Pairplot with regression lines for the proposed GGO + LSTM approach and other algorithms.

Figure 15 showcases a pair plot complete with regression lines, offering a comprehensive visualization of the interrelationships among different performance metrics for both the GGO + LSTM approach and other algorithms. This plot enables the exploration of the associations between various metrics such as accuracy, F1 score, sensitivity, and specificity, presented in pairs. Each pair of metrics is displayed using scatter plots, with a corresponding regression line that indicates the direction and strength of their correlation. These regression lines are particularly useful for identifying trends or patterns within the data, highlighting potential correlations across different performance measures. By examining this pair plot, researchers can gain valuable insights into how the metrics interact with one another across different algorithms. Additionally, comparing the regression lines for the GGO + LSTM approach with those of the other algorithms offers a relative performance evaluation, pinpointing areas of strength and opportunities for improvement in the heart disease classification task. Table 10 demonstrates a comprehensive comparison with existing state-of-the-art methods between the proposed model and prior studies for heart disease classification.

Table 10 Comprehensive comparison between the proposed model and several studies for heart disease classification.

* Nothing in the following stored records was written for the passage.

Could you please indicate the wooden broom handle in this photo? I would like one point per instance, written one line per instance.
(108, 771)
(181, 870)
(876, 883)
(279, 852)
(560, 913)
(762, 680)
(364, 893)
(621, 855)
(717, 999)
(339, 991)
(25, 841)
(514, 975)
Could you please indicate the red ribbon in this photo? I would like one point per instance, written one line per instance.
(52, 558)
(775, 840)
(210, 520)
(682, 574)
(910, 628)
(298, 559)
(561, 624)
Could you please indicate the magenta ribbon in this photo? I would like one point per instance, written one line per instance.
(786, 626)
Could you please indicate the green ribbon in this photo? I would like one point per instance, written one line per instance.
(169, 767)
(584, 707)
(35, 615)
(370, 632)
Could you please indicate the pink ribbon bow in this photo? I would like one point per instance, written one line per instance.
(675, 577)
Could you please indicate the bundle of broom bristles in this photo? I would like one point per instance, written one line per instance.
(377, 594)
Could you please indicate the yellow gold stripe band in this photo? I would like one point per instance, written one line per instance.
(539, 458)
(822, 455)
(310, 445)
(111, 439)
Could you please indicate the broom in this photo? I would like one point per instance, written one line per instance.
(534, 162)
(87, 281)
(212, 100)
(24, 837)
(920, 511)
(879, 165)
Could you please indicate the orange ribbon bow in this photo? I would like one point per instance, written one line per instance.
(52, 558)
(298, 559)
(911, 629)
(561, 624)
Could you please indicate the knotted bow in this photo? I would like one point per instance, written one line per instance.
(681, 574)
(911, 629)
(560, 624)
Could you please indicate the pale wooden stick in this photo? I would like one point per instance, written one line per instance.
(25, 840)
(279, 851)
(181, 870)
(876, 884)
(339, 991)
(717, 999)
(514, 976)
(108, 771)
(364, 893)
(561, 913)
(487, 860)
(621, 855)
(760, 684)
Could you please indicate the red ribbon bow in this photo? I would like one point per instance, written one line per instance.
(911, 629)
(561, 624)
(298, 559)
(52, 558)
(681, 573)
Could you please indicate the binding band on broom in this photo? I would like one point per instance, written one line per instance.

Conclusion and future work

This research introduces the Greylag Goose Optimization (GGO) algorithm with the goal of enhancing the accuracy of heart disease classification. Initially, essential data preprocessing steps such as scaling, normalization, and the removal of missing values are conducted. Feature selection is then performed using the binary format of GGO (bGGO), which is specifically designed to identify the most optimal feature set that improves classification accuracy. This binary version of GGO is benchmarked against six other binary optimization algorithms, namely, BER, DTO, PSO, WAO, GWO, and FOA. For the classification phase, multiple machines learning classifiers, including SVC, SGD, Naïve Bayes (NB), KNN, Decision Tree (DT), Random Forest (RF), and LSTM, are employed. Among these, the LSTM model demonstrates superior performance, achieving an accuracy of 91.79%. Further optimization of the LSTM’s hyperparameters is conducted using GGO, yielding the highest accuracy of 99.578%. Statistical evaluations are performed using ANOVA and Wilcoxon signed-rank tests to assess the significance of feature selection and classification results. Additionally, several graphical representations are created to demonstrate the robustness and efficiency of the proposed methodology. The findings clearly indicate that the proposed approach outperforms alternative methods, with the effective selection of disease-related features and dimensionality reduction significantly enhancing predictive accuracy and mitigating overfitting in heart disease analysis. Looking ahead, improving early prediction rates for heart disease could be achieved by collecting and analyzing sensor data, followed by the application of optimal methods. This study highlights the efficacy of the GGO algorithm for feature selection and hyperparameter tuning. Future research will explore the use of other optimization algorithms, such as Genetic Algorithms (GA), Differential Evolution (DE), and Adaptive Particle Swarm Optimization (APSO), along with the implementation of transfer learning using pre-trained models on larger, more diverse datasets. These efforts aim to further enhance model performance, reduce training time, and address challenges related to limited labeled data, ultimately contributing to the development of practical diagnostic tools for heart disease classification.